French police arrested three men in a grave robbing investigation last week, the latest in a series of macabre incidents in Paris in which corpses have been dug up at night and stripped of gold jewelry and teeth along with other valuable metal items.
Two weeks earlier, authorities arrested four other men for also raiding tombs in and around Paris and charged them with aggravated theft, grave robbery, and violating the integrity of a corpse.
According to police, the recent spike in the ghoulish crime stems from sky-high market prices for gold and other precious metals.
At least six of the seven men arrested so far were grave diggers who work at the cemeteries, with the majority of incidents having occurred at the Pantin cemetery, the largest in Paris, with more than a million interments.
According to police, the first two men arrested on Nov. 25 were found covered in fresh earth and in possession of miners’ helmets and gloves. One of the suspects was found with 10 gold teeth.
After expressing his outrage, Paris Mayor Bernard Delanoe promised heightened surveillance by local authorities of the city’s cemeteries.
The dead, however, aren’t the only targets of thieves interested in valuable metals. The city of lights has also seen a surge in muggings in recent weeks.
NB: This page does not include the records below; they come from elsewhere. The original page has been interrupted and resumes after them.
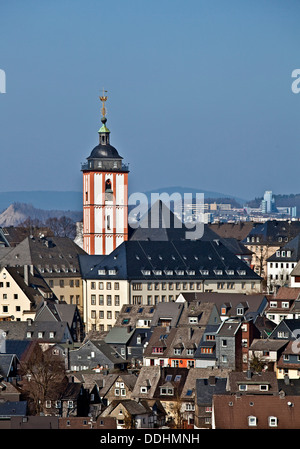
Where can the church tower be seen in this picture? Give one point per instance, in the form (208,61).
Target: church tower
(105,195)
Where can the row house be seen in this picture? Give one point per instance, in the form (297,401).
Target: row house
(176,389)
(266,352)
(150,272)
(228,305)
(56,259)
(281,264)
(265,239)
(205,389)
(285,304)
(247,412)
(95,355)
(22,292)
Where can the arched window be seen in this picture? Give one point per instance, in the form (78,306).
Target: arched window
(108,186)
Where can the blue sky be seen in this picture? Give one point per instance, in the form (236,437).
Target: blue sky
(199,92)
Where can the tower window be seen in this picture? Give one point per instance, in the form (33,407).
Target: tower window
(108,186)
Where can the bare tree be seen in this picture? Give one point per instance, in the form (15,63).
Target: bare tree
(62,227)
(44,379)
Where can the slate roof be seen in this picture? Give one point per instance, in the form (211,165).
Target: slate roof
(268,344)
(266,378)
(238,231)
(271,231)
(293,246)
(130,314)
(231,412)
(6,361)
(255,303)
(170,260)
(36,288)
(148,377)
(13,408)
(189,391)
(17,330)
(206,388)
(167,310)
(119,335)
(49,254)
(161,337)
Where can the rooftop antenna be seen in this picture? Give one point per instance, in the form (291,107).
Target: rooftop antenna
(103,98)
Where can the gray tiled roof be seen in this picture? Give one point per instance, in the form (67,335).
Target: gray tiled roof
(49,253)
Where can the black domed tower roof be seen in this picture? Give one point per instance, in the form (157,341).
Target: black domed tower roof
(104,155)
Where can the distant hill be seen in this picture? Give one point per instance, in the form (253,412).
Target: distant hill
(46,200)
(209,196)
(17,213)
(281,201)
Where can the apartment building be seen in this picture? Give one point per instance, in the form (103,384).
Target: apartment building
(151,272)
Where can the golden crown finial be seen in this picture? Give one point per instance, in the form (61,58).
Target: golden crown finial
(103,98)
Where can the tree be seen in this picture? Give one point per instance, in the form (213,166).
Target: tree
(44,379)
(62,227)
(256,364)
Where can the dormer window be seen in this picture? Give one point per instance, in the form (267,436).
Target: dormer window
(252,421)
(272,421)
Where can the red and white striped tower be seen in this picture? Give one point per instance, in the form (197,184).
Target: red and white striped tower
(105,195)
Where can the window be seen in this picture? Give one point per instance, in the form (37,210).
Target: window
(272,421)
(252,421)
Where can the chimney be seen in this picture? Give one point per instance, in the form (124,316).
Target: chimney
(248,374)
(26,274)
(191,331)
(212,380)
(286,379)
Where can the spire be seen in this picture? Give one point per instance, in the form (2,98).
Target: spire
(103,131)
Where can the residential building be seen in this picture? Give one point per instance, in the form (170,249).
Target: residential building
(289,362)
(267,352)
(266,238)
(250,382)
(130,414)
(150,272)
(56,259)
(230,305)
(281,264)
(205,389)
(68,313)
(256,412)
(22,292)
(95,355)
(105,196)
(282,305)
(229,344)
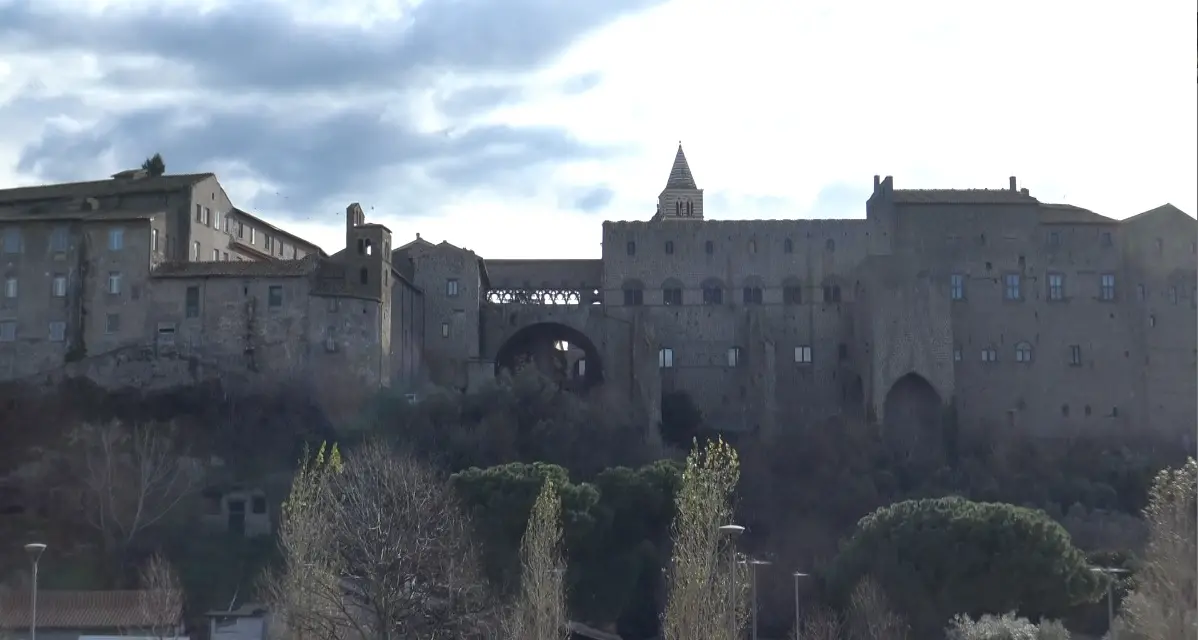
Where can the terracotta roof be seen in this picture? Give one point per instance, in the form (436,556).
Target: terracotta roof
(1071,215)
(83,609)
(679,174)
(961,197)
(234,269)
(97,188)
Last Wednesday, a 52-year-old metal worker was shot dead while trying to prevent two masked intruders from stealing gold from his foundry in the district of Le Marais.
The killing came as police were seeing a rise in snatch-and-grab gold thefts, which is “clearly linked to the rise in market prices,” said Stéphane Gouaud, a Paris police commissioner whose unit combats precious metal and jewelry robbery.
A week and a half earlier, Gouaud’s team successfully shut down an illegal gold reseller network operating out of a train station in a northern Paris suburb.
“It was a real open supermarket for stolen gold. All the thieves from across the capital came there to sell their wares for cash,” Gouaud told The Daily Telegraph
Much of the city’s stolen gold is melted down in underground workshops throughout Paris before being transported and sold in Belgium, where “legislation is more relaxed,” says Gouaud.